A ameaça terrorista iraniana

Paulo Casaca, em Bruxelas
Paulo Casaca, em Bruxelas
Foi deputado no Parlamento Europeu de 1999 a 2009, na Assembleia da República em 1992-1993 e na Assembleia Regional dos Açores em 1990-1991. Foi professor convidado no ISEG 1995-1996, bem como no ISCAL. É autor de alguns livros em economia e relações internacionais.

Será que a independência das instituições policiais e judiciais será suficiente para furar a lógica dos dirigentes políticos europeus de tudo ceder perante Teerão, seja por interesses particulares seja porque, apesar de quarenta anos de lições, continuam a não entender que o apaziguamento não funciona? E qual vai ser a atitude de Portugal, que ocupa agora a presidência da União Europeia?

  1. O atentado falhado de 2018 em Paris

Foi adiada para 4 de Fevereiro a leitura da sentença há muito marcada para dia 22 de Janeiro do Tribunal Criminal de Antuérpia sobre a inculpação do Ministério Público belga contra um diplomata iraniano acreditado em Viena de Áustria por dirigir uma célula terrorista que planeou um atentado terrorista falhado nos arredores de Paris a que fiz referência na edição do Tornado de 30 de novembro passado.

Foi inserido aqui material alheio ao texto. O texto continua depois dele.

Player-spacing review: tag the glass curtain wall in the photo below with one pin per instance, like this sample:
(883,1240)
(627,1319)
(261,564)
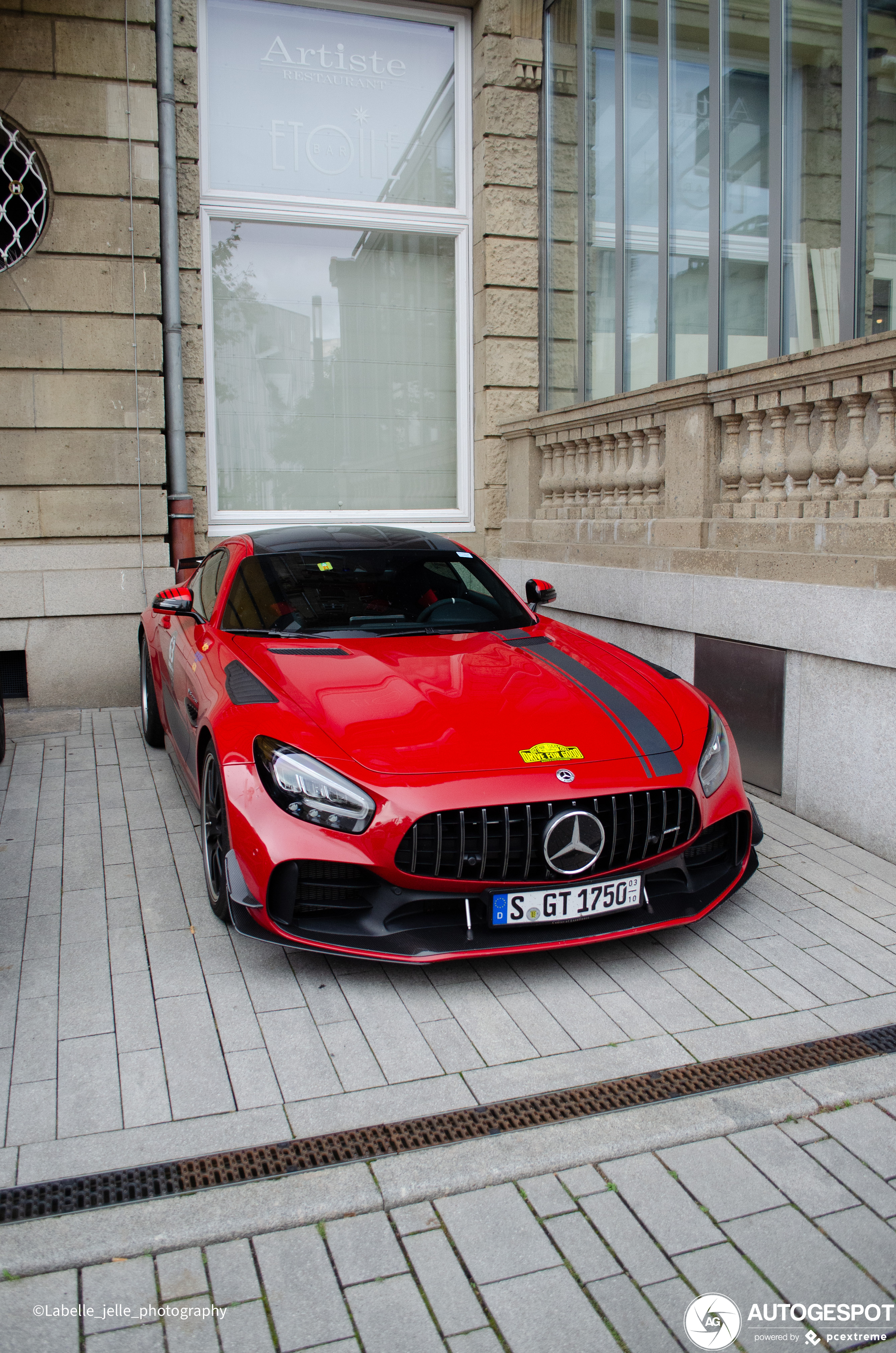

As provas do crime são absolutamente esmagadoras, com os restantes réus a confessar a sua participação no atentado e com o diplomata – filmado a entregar a bomba aos executantes – a recusar-se a comparecer em Tribunal, alegando os dirigentes da teocracia iraniana que o seu julgamento seria contrário ao seu estatuto de imunidade diplomática.

A questão da imunidade diplomática foi já julgada pela justiça alemã no processo da sua extradição para a Bélgica, onde o diplomata foi preso. A justiça alemã naturalmente não considerou válida a imunidade diplomática do terrorista/diplomata dado que esta imunidade foi concedida apenas pelas autoridades austríacas para ser válida no seu território e não fora deste. Juridicamente, o argumento da imunidade é totalmente absurdo.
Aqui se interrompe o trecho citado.